Another inevitable problem in urban scene semantic segmentation with ConvNets is detail degradation caused by downsampling. Detail degradation affects the accurate localization of objects at the pixel level, leading to blurry object boundaries. To tackle this problem, numerous methods have concentrated on enhancing the sensitivity of a model to boundary information. One way is to employ post-processing techniques such as a conditional random field (CRF) (Paisitkriangkrai et al., 2015, Sherrah, 2016, Chen et al., 2018b), which comes with high computational costs. The other relies on applying an extra edge extraction sub network (Cheng et al., 2017, Liu et al., 2018b) or even an individual edge detection model like HED (Xie and Tu, 2015, Marmanis et al., 2018) to merge boundary information during segmentation. However, employing extra edge detectors will increase model complexity and require more training parameters. Moreover, the edge detectors used in these methods only learn edge features with pixel-level cross entropy loss (CE loss) and is independent to the semantic feature learning of an object, which lead to an incomprehensive learning across an entire object.

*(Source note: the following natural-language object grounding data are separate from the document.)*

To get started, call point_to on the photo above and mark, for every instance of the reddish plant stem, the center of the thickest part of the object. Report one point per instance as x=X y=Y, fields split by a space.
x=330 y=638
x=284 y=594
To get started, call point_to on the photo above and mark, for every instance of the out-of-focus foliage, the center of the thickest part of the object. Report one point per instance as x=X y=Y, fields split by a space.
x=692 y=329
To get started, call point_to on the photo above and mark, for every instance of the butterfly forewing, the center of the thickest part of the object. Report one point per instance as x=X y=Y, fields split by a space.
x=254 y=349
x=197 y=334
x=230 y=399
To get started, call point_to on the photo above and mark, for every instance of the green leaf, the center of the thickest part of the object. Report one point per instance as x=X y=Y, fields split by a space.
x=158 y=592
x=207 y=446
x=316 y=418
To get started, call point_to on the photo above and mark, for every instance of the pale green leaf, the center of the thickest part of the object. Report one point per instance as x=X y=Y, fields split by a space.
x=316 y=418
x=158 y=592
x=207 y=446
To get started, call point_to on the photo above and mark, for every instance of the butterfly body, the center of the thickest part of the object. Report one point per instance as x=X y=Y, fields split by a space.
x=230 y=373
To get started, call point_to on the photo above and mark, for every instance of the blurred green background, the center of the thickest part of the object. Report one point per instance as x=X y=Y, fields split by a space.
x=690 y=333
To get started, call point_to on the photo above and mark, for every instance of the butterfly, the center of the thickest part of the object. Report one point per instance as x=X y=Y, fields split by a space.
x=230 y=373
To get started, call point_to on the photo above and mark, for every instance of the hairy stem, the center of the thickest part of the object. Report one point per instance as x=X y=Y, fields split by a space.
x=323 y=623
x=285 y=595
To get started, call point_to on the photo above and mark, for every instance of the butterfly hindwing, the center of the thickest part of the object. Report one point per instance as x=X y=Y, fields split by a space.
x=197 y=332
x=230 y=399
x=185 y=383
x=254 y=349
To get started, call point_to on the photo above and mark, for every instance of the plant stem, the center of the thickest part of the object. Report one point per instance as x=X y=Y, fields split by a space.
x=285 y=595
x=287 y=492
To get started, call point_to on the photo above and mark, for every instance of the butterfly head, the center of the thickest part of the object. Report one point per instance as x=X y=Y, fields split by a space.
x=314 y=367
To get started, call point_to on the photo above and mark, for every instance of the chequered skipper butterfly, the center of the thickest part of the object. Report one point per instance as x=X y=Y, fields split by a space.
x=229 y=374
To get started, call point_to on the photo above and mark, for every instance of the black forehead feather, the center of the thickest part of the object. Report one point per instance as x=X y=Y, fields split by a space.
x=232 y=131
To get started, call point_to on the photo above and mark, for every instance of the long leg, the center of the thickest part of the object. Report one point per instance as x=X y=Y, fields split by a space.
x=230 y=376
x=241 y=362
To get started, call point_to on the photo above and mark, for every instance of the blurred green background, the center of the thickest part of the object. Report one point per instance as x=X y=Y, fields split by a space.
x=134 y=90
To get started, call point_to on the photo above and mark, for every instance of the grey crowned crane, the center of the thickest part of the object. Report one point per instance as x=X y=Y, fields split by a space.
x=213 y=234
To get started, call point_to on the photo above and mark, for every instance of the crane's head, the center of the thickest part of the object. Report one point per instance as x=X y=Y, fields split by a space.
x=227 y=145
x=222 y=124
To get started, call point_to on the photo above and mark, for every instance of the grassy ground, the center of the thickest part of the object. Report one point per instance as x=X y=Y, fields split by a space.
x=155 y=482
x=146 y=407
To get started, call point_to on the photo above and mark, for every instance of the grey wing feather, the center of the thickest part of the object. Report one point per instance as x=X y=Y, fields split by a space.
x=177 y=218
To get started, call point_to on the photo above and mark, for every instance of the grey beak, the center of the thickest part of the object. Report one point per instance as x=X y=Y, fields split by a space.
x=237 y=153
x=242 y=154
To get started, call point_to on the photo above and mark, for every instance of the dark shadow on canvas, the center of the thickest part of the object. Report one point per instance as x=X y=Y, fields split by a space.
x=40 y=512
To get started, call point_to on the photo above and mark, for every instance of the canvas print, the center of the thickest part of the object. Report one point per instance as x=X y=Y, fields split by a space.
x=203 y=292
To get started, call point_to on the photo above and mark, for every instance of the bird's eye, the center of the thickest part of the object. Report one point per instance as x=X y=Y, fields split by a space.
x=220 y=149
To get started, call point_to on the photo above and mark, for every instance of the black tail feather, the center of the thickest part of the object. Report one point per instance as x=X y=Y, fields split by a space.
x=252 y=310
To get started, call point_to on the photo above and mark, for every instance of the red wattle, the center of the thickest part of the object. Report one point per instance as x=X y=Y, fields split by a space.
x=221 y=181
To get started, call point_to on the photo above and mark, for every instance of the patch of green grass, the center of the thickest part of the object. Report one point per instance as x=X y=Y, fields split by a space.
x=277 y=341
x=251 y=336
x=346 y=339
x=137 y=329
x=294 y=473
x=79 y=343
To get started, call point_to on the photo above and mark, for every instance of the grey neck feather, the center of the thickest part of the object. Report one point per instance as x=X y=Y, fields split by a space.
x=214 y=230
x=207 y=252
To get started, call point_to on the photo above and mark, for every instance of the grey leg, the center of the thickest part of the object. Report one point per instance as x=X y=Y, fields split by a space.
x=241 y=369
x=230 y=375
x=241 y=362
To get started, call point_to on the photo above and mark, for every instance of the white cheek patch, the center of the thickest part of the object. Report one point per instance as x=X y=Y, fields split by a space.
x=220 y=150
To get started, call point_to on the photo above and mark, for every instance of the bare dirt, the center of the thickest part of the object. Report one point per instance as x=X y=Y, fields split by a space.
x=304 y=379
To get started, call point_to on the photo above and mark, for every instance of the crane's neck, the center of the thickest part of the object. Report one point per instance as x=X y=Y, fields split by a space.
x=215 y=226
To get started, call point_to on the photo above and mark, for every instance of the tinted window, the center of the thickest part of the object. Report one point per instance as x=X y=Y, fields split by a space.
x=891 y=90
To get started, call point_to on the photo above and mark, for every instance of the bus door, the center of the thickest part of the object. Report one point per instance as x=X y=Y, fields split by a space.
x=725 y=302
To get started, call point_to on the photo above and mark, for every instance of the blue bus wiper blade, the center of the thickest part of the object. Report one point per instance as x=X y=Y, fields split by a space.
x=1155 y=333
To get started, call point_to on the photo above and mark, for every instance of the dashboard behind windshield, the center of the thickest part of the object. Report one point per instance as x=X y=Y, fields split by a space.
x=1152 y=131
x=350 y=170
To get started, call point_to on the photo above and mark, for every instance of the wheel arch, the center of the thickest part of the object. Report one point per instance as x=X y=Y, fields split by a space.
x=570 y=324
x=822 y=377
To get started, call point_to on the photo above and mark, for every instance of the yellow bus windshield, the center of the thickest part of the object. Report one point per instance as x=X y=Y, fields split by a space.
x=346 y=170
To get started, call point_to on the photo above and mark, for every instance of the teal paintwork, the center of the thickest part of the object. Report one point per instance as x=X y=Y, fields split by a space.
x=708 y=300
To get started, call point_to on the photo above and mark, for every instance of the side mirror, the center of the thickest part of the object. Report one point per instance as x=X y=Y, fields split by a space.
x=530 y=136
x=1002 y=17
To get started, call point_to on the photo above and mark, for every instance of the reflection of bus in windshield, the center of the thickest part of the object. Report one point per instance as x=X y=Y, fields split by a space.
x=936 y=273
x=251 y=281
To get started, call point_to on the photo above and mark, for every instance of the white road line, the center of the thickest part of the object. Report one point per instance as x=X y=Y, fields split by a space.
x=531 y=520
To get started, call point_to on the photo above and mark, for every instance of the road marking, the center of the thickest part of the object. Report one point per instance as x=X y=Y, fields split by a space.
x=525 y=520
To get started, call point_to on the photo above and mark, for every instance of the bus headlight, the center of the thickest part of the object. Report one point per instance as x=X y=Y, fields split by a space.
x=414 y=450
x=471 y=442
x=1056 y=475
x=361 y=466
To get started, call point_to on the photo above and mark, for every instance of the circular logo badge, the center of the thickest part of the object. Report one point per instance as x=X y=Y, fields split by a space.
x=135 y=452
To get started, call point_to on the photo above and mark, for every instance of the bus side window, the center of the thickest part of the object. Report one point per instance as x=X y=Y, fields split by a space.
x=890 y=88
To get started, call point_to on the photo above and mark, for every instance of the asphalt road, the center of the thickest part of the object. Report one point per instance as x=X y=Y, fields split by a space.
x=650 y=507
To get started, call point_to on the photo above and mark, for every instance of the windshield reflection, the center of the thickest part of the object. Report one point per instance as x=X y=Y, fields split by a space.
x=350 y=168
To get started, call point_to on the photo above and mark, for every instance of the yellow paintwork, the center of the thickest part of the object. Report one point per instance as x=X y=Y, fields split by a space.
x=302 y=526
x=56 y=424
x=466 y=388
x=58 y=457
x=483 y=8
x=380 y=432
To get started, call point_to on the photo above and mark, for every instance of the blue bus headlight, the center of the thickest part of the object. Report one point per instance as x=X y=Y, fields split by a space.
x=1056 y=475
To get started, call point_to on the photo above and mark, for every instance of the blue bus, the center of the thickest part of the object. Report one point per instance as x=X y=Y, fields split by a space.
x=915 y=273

In this paper, we propose an edge-aware neural network (EaNet) for precise semantic segmentation of urban scenes. For the basic architecture of EaNet, we deploy a balanced encoder and decoder structure with skip pathways. To address the aforementioned two issues in a unified framework, we appended a couple of modules, i.e., large kernel pyramid pooling (LKPP) and Dice-based edge-aware loss function (EA loss) on the top of the encoder and the decoder of EaNet, respectively. The LKPP captures rich context information at multiple scales and builds strong continuous relations between long-range and neighboring features, by constructing several branches with different densely extending receptive field sizes. It effectively strengthens semantic unification inside objects to prevent them from being segmented into fragments. Moreover, the EA loss optimizes segmentation predictions via a standard cross entropy loss, and learns edge information directly from the segmentation prediction map using Dice-based edge loss. In this way, the EA loss module can work at both pixel- and image-level with no extra training parameters, which is more efficient and effective than many existing solutions for object boundary learning. By integrating the LKPP and the EA loss in a single one-stream EaNet model, the two modules can directly communicate through the forward and backward propagation, which enables a more comprehensive learning of semantic objects than many existing methods.

The EaNet is standalone and elegant, and has high generalization ability even with very large-scale urban scene data. Moreover, the two proposed modules, LKPP and EA loss, can be easily applied to other FCN frameworks. The main contributions of this work are follows:

• We propose a simple yet effective edge-aware neural network (EaNet) for a comprehensive learning of semantic objects.

• A LKPP module is proposed to densely capture multi-scale rich context with strongly continuous feature relations, and thus robustly segments multi-scale urban objects with high intra-class consistency.

• The EA loss module refines object boundaries directly from segmentation prediction at both pixel- and image-level, which significantly improves discrimination of confusing urban objects. The module provides a new loss function for simultaneous semantic category and edge structure learning, which is superior to existing combined solutions.

• We validate the proposed EaNet on three datasets with very different characteristics, i.e., Cityscapes, ISPRS Vaihingen 2D and WHU Aerial Buildings. We show that EaNet can be highly generalized to multi-scale ground/aerial urban scene data, achieving competitive performance.

The rest of this paper is organized as follows. Related work is reviewed in Section 2. The architecture of EaNet and its components are detailed in Section3. The performance of the two general modules and the complete EaNet is evaluated in Section 4. Some conclusions are drawn in Section 5.